Ive told you here that, at Flood and Masiuk, were members of a minority of lawyers who, with a few exceptions, dont charge by the hour.
That wasnt always the case.
About 25 years ago when Flood and Masiuk first hung out a shingle, and were looking for Anything to come in the door to help pay the bills, we were referred a client by another lawyer who didnt have the time to handle the matter.
Youll really like him, I was told. His nickname is Big Al. Hes been sued in a minor contract dispute and really needs some good legal help.
I wasted no time arranging for my lawyer friend to have Big Al schedule an appointment to see me. We met; he gave me the lawsuit papers with which he had been served; agreed to my then-hourly rate; and wrote me a retainer check.
I threw myself into the case like it was the only case I had, because back in those days, it almost was the only case I had.
Thereafter, as some of you who have been involved in litigation may know, a civil case winds its way through the court at an almost glacial, snail-like pace, certainly not like the TV show Law and Order where we go from homicide to investigation to arraignment to trial to summation to verdict in some 53 minutes (plus commercials).
The slow motion of Big Als case did not stop him, however, from wanting to be brought up-to-date on every tiny detail. In fact, he would schedule an appointment to see me in my office about every two weeks after he retained me.
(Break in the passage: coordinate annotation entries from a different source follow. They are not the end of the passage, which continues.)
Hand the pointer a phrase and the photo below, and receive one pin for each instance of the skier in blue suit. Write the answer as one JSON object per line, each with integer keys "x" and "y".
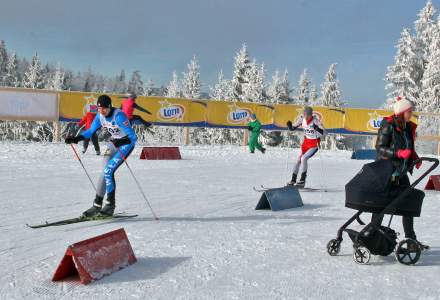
{"x": 122, "y": 142}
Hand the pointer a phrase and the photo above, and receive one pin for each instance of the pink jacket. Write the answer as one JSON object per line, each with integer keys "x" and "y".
{"x": 128, "y": 107}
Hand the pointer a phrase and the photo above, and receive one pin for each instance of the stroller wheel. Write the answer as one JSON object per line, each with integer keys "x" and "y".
{"x": 333, "y": 247}
{"x": 361, "y": 255}
{"x": 408, "y": 252}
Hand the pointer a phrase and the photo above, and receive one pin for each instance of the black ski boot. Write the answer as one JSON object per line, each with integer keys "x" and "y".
{"x": 293, "y": 181}
{"x": 109, "y": 208}
{"x": 95, "y": 209}
{"x": 302, "y": 180}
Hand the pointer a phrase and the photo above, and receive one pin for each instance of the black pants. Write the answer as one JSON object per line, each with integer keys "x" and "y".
{"x": 139, "y": 119}
{"x": 95, "y": 142}
{"x": 407, "y": 222}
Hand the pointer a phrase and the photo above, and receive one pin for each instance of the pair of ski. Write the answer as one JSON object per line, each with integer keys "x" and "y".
{"x": 81, "y": 219}
{"x": 263, "y": 188}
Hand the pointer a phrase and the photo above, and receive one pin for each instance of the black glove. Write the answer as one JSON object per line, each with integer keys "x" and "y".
{"x": 74, "y": 139}
{"x": 316, "y": 127}
{"x": 121, "y": 142}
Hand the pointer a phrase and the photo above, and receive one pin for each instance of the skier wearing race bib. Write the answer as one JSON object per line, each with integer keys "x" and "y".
{"x": 129, "y": 105}
{"x": 122, "y": 142}
{"x": 313, "y": 131}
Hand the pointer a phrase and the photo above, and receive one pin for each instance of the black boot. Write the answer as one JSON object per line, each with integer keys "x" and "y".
{"x": 302, "y": 180}
{"x": 293, "y": 181}
{"x": 95, "y": 209}
{"x": 109, "y": 207}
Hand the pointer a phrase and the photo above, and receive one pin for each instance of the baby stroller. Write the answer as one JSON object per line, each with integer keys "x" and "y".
{"x": 369, "y": 191}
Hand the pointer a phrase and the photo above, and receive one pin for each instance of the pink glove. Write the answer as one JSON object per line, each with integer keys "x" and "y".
{"x": 403, "y": 153}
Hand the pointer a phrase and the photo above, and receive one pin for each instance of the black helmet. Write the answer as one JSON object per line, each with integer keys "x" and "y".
{"x": 104, "y": 101}
{"x": 308, "y": 111}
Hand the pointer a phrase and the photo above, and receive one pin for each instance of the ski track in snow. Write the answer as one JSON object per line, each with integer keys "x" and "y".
{"x": 210, "y": 243}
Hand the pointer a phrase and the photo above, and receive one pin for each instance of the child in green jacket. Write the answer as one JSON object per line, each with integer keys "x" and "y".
{"x": 255, "y": 127}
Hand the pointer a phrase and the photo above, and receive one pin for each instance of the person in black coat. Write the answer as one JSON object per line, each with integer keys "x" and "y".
{"x": 396, "y": 141}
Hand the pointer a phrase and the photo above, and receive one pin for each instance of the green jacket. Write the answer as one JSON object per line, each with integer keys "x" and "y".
{"x": 255, "y": 127}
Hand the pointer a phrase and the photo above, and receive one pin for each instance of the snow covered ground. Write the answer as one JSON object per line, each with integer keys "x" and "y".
{"x": 210, "y": 243}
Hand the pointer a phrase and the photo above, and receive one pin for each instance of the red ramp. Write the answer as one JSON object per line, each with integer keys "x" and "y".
{"x": 160, "y": 153}
{"x": 96, "y": 257}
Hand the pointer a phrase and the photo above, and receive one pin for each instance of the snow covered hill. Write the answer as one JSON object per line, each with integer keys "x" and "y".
{"x": 210, "y": 243}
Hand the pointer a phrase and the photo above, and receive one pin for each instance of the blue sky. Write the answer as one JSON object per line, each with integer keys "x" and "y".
{"x": 158, "y": 37}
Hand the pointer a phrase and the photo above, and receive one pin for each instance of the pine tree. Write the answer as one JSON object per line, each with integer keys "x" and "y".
{"x": 430, "y": 100}
{"x": 136, "y": 85}
{"x": 3, "y": 59}
{"x": 67, "y": 82}
{"x": 242, "y": 65}
{"x": 12, "y": 75}
{"x": 222, "y": 90}
{"x": 89, "y": 80}
{"x": 57, "y": 79}
{"x": 285, "y": 88}
{"x": 149, "y": 88}
{"x": 424, "y": 30}
{"x": 191, "y": 85}
{"x": 253, "y": 90}
{"x": 330, "y": 91}
{"x": 99, "y": 84}
{"x": 304, "y": 88}
{"x": 120, "y": 86}
{"x": 404, "y": 76}
{"x": 313, "y": 95}
{"x": 173, "y": 88}
{"x": 274, "y": 90}
{"x": 33, "y": 77}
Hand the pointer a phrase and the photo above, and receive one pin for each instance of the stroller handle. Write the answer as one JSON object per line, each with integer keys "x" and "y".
{"x": 435, "y": 163}
{"x": 392, "y": 206}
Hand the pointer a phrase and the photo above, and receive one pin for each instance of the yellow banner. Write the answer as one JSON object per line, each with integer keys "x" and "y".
{"x": 236, "y": 114}
{"x": 205, "y": 113}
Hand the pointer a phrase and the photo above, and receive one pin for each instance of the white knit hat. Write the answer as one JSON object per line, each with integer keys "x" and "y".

On the first visit, we talked about nothing but the case.
On the second visit, however, I noticed a change. After having talked about the case for five or ten minutes, he asked me, How bout them Phillies? and then launched into a soliloquy about Phillies pitching, their hitting, their base stealing, and virtually anything else that was baseball related. The very same thing happened during another meeting, with even less time having been spent on talking about his case, because in two weeks, litigation being what it is, nothing had happened.
Big Als visits were making me increasingly nervous and uncomfortable, because I was on the clock. It was a waste of time and Big Als money for him to schedule appointments, and come to the office to talk about sports, when I had no updates to give him about his case.
At the very beginning of our next meeting, I told him straight out, Big Al, youre wasting your money. You know that I have to charge you for the actual time spent in every meeting we have. You schedule these meetings; come over here; and burn through your retainer to talk about baseball. It makes no sense and its not in your best interest.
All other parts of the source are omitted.